Laying Down the Law in 1903

Among the many things I've been adding to the Library includes an article from 1903 called New Automobile Law Divides The Experts.  It's about what seems to be one of New York's first comprehensive laws for cars on highways.  You can read the whole thing, but here are some interesting excerpts, along with less interesting commentary...

"No city ordinance shall require an automobile or motor vehicle to travel at a slower rate of speed than eight miles per hour within closely built up portions, nor at a slower rate than fifteen miles an hour in sections where the houses are more than 100 feet apart.  No ordinance shall require an automobile or motor vehicle to travel at a slower rate of speed than twenty miles an hour within any town or village beyond the closely settled territory, except in cases specially defined by the law."

Speed limits: 8 in the city, 15 in the 'burbs, 20 in the country.  Seems pretty slow?  "This will give automobilists the advantage of running their vehicles at high speed in many localities in the immediate vicinity of the city where the limit is now eight miles an hour."  So, in 1903, 8 miles an hour is slow, 20 is "high speed."  I don't think people do 8 any more in parking lots, and 20?  That's school zone speed now!

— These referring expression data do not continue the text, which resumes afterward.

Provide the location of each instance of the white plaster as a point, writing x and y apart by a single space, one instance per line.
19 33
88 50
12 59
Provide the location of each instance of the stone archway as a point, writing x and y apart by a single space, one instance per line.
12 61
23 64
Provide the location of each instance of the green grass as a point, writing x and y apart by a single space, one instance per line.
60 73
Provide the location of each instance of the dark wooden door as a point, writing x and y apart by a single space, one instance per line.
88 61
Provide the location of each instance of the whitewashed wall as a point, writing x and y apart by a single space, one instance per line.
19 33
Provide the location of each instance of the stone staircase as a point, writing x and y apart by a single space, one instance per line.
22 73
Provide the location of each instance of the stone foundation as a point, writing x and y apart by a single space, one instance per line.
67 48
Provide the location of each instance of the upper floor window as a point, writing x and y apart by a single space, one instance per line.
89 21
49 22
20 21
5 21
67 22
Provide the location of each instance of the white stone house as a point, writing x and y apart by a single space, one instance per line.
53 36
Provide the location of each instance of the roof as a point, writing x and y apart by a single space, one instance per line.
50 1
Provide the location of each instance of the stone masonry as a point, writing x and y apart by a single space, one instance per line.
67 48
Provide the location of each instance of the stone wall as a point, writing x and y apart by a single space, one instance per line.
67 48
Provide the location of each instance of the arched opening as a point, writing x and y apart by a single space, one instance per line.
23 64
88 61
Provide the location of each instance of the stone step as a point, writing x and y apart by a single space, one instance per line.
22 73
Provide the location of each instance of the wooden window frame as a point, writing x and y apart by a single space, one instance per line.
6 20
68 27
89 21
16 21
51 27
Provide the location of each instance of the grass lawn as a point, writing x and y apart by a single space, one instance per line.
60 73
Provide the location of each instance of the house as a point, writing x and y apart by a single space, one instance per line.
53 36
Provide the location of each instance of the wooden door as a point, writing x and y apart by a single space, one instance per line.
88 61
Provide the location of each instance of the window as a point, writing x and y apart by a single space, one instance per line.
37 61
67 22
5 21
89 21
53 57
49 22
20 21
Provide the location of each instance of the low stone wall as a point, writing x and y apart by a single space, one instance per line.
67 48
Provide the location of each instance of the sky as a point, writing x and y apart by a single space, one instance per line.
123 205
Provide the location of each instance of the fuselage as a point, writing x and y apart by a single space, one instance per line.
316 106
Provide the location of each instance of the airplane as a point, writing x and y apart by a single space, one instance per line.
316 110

This is also, from what I can tell, the origination of drivers' licenses in New York state: "Every person desiring to operate an automobile as mechanic, employe, or for hire, must within thirty days after the law takes effect file a statement with the Secretary of State, giving his name and address and also a description of the machine he is capable of operating, with a registration fee of $1.  In return he shall receive an operator's certificate, which he must always carry with him when operating an automobile."  Requirements?  Write your name, pay a dollar.  No mention of a driving test either written or practical, in an age when cars had no safety features whatsoever!  In this, the world has definitely changed since the early 1900's!

Percy Owen of the Automobile Club of America said, "In the section defining the penalties you find that these are not only for violation of this law, but for violations of ordinances or regulations which may have been passed by the authorities of townships or municipalities regarding the running of automobiles, of which one may be perfectly ignorant.  Say, for instance, in some little town there has been a collision between a fire engine and an automobile.  The first thing the Town Council will pass is an ordinance declaring it a misdemeanor for an automobile to cross the street where the engine house is situated without first stopping.  How are you going to know this if you pass through there for the first time in your life?  And if you have been convicted for two offenses equally trifling before, you are sent to jail as a common criminal."

Interestingly, we're still seeing echoes of that very same issue, all of 109 years later, with Chicago passing an ordinance against driving while talking on a handheld cellular telephone while it was still legal in the rest of Illinois.  Chicago is also a transportation hub situated between Indiana and Wisconsin, and is a tourist destination.  If a great number of people don't keep up with Chicago's traffic ordinances because they don't live there, how many people can be expected to keep up with, say, Richmond, Volo, Spring Grove, Lakemoor, Wauconda, Lake Zurich, Palatine, and all the ones I'm missing on U.S. Route 12 between 53 and the Wisconsin border?  Percy Owen was right about two things: we now have strict laws about yielding to emergency vehicles, and nobody can possibly keep up with all the local traffic ordinances driving from jurisdiction to jurisdiction in the age of the automobile.

Oh, and one other thing that hasn't changed in over a century: government's not the best at sharing information. "Deputy Police Commissioner Piper said last night that no information, to his knowledge, had been received at Police Headquarters regarding the law, and that therefore no steps had been taken to enforce it."